2. Im Rahmen der Kausalität der Pflichtverletzung für den Schaden ist die Vermutung beratungsgerechten Verhaltens nicht anwendbar.

Was war passiert?

Ein Auftraggeber hatte das beklagte Architekturbüro im Rahmen eines sogenannten Stufenvertrags mit Leistungen im Leistungsbild Gebäude entsprechend den Leistungsphasen 2 bis 9 zwecks Errichtung eines Wohngebäudes beauftragt. Der Architekt ermittelte die voraussichtlichen Projektkosten mittels mehrerer Kostenberechnungen nach DIN 276 und erarbeitete fortgeschriebene voraussichtliche Baukosten. Auf dieser Grundlage veranlasste der Auftraggeber eine Wirtschaftlichkeitsberechnung, die ein geringfügig positives Ergebnis ergab. Die tatsächlichen Kosten überstiegen die ermittelten Kosten um ca. 50%. Der Auftragnehmer nahm daraufhin den Architekten auf Ersatz des Schadens wegen fehlerhafter Kostenberechnung/-kontrolle in Anspruch mit der Begründung, dass er auf die fortgeschriebene Kostenberechnung des Architekten vertraut und diese zur Grundlage seiner Entscheidung über die Durchführung des Bauvorhabens in der vorgesehenen Form gemacht. Bei Kenntnis der tatsächlichen entstandenen Mehrkosten hätte er ein alternatives Bauprojekt durchgeführt. Der Auftraggeber behauptete einen Schaden i. H. v. ca. 1,6 Mio. Euro. Das Landgericht gab dem Auftraggeber durch Grundurteil Recht.

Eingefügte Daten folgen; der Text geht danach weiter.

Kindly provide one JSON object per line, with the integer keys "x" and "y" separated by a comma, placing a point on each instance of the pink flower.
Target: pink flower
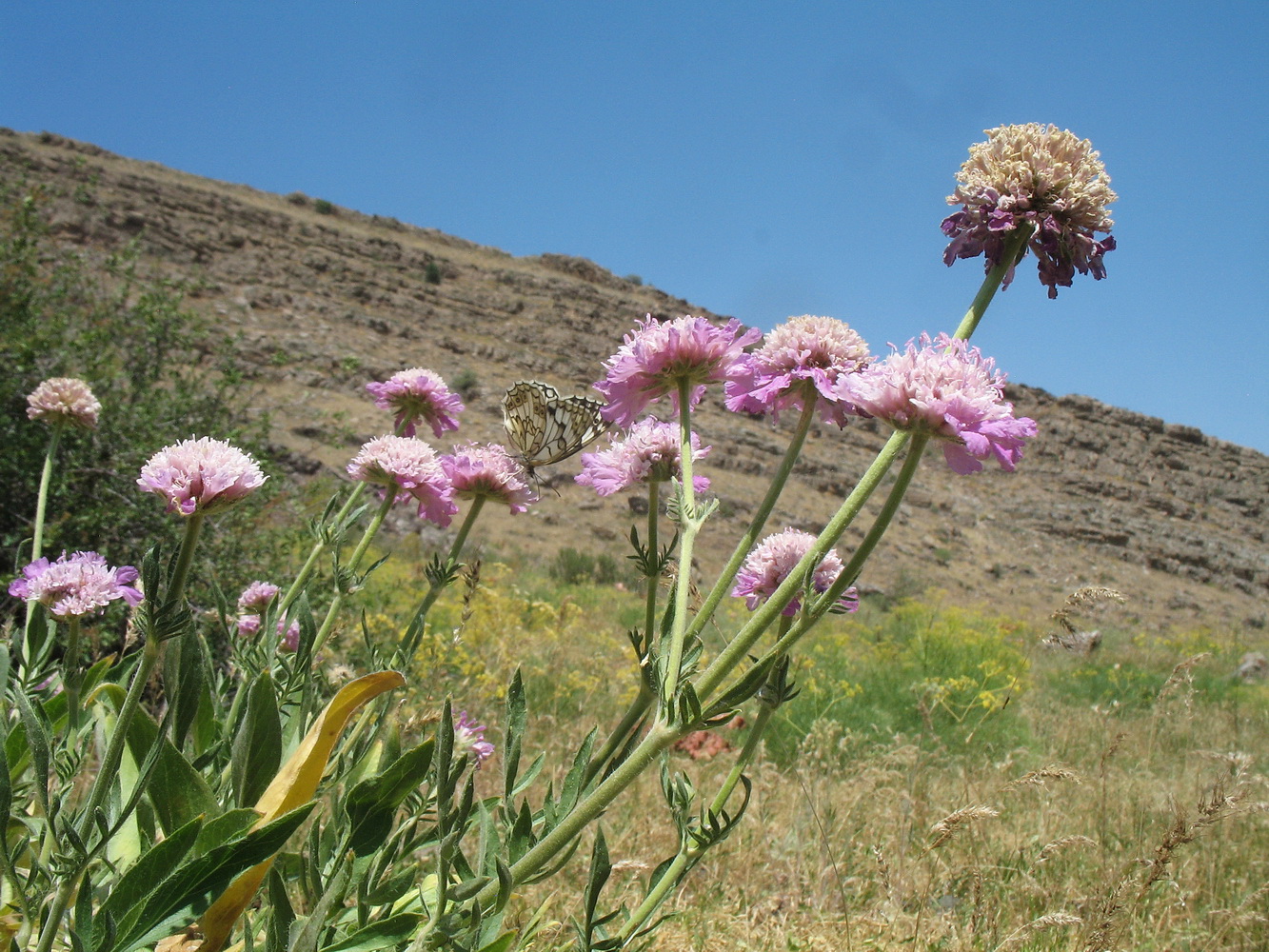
{"x": 774, "y": 558}
{"x": 949, "y": 390}
{"x": 469, "y": 739}
{"x": 803, "y": 354}
{"x": 650, "y": 452}
{"x": 201, "y": 475}
{"x": 488, "y": 472}
{"x": 418, "y": 395}
{"x": 64, "y": 400}
{"x": 1036, "y": 175}
{"x": 656, "y": 357}
{"x": 76, "y": 585}
{"x": 411, "y": 465}
{"x": 256, "y": 597}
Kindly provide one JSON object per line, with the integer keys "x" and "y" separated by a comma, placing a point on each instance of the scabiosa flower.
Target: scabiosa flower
{"x": 655, "y": 357}
{"x": 416, "y": 395}
{"x": 201, "y": 475}
{"x": 469, "y": 739}
{"x": 949, "y": 390}
{"x": 815, "y": 349}
{"x": 1033, "y": 174}
{"x": 76, "y": 585}
{"x": 256, "y": 597}
{"x": 411, "y": 465}
{"x": 774, "y": 558}
{"x": 488, "y": 472}
{"x": 650, "y": 453}
{"x": 64, "y": 400}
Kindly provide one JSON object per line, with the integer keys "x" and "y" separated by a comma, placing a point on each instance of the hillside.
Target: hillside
{"x": 327, "y": 299}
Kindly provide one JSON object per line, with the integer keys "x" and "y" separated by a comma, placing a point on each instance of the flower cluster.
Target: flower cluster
{"x": 64, "y": 400}
{"x": 201, "y": 475}
{"x": 76, "y": 585}
{"x": 1041, "y": 177}
{"x": 951, "y": 391}
{"x": 410, "y": 465}
{"x": 658, "y": 356}
{"x": 488, "y": 472}
{"x": 418, "y": 395}
{"x": 772, "y": 562}
{"x": 650, "y": 452}
{"x": 801, "y": 357}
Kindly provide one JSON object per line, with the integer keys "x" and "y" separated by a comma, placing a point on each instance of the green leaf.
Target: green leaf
{"x": 392, "y": 931}
{"x": 256, "y": 752}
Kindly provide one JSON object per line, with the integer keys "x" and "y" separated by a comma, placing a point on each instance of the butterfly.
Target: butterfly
{"x": 545, "y": 428}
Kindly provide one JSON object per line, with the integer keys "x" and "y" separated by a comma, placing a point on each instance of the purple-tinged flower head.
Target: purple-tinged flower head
{"x": 64, "y": 400}
{"x": 416, "y": 395}
{"x": 774, "y": 558}
{"x": 469, "y": 739}
{"x": 76, "y": 585}
{"x": 951, "y": 391}
{"x": 410, "y": 465}
{"x": 201, "y": 475}
{"x": 487, "y": 471}
{"x": 1039, "y": 175}
{"x": 256, "y": 597}
{"x": 648, "y": 453}
{"x": 801, "y": 353}
{"x": 655, "y": 357}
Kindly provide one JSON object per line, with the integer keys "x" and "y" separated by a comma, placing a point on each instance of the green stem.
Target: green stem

Nach Berufung des Architekten folgte dem das OLG nicht und verwies den Rechtsstreit zurück an das Landgericht.

Die vom AG darzulegende und zu beweisende Ursächlichkeit der Pflichtverletzung für einen entstandenen Schaden – so das OLG Brandenburg – bemesse sich daran, dass er als Bauherr bei einer richtigen Information über die Kostenentwicklung das Projekt nicht in der durchgeführten Form fortgeführt, sondern nicht oder anders gebaut hätte (vgl. BGH, NJW-RR 1997, 850, 851; OLG Oldenburg, Baurecht 2013, 1712). Maßgeblicher Anknüpfungspunkt sei damit die Frage, ob der Auftraggeber bei zutreffender Information von der Durchführung des Bauvorhabens Abstand genommen hätte. Dabei gelte – so weiter das OLG Brandenburg weiter – das Beweismaß des § 286 ZPO. Die Vermutung des beratungsgerechten Verhaltens greife vorliegend nicht ein. Diese Vermutung sei nicht anzuwenden, weil es an einem typischen Verhalten fehle. Es entziehe sich der typisierenden Betrachtung, wie sich der Bauherr, der von seinem Architekten pflichtgemäß über die Höhe der zu erwartenden Baukosten aufgeklärt wird, verhalte (BGH, NJW-RR 1997, 850, 852). Folglich habe der Auftraggeber bereits im Rahmen des haftungsbegründenden Kausalverlaufs im Einzelnen darzulegen und zu beweisen, dass er in Kenntnis einer zutreffenden Kostenermittlung, die also die tatsächlich zu erwartenden Kosten zutreffend angibt, nicht nur das ursprüngliche Bauvorhaben aufgegeben, sondern auch ein konkretes Alternativprojekt durchgeführt hätte. Dieser Nachweis sei dem Auftraggeber – so das OLG Brandenburg schließlich – nicht gelungen.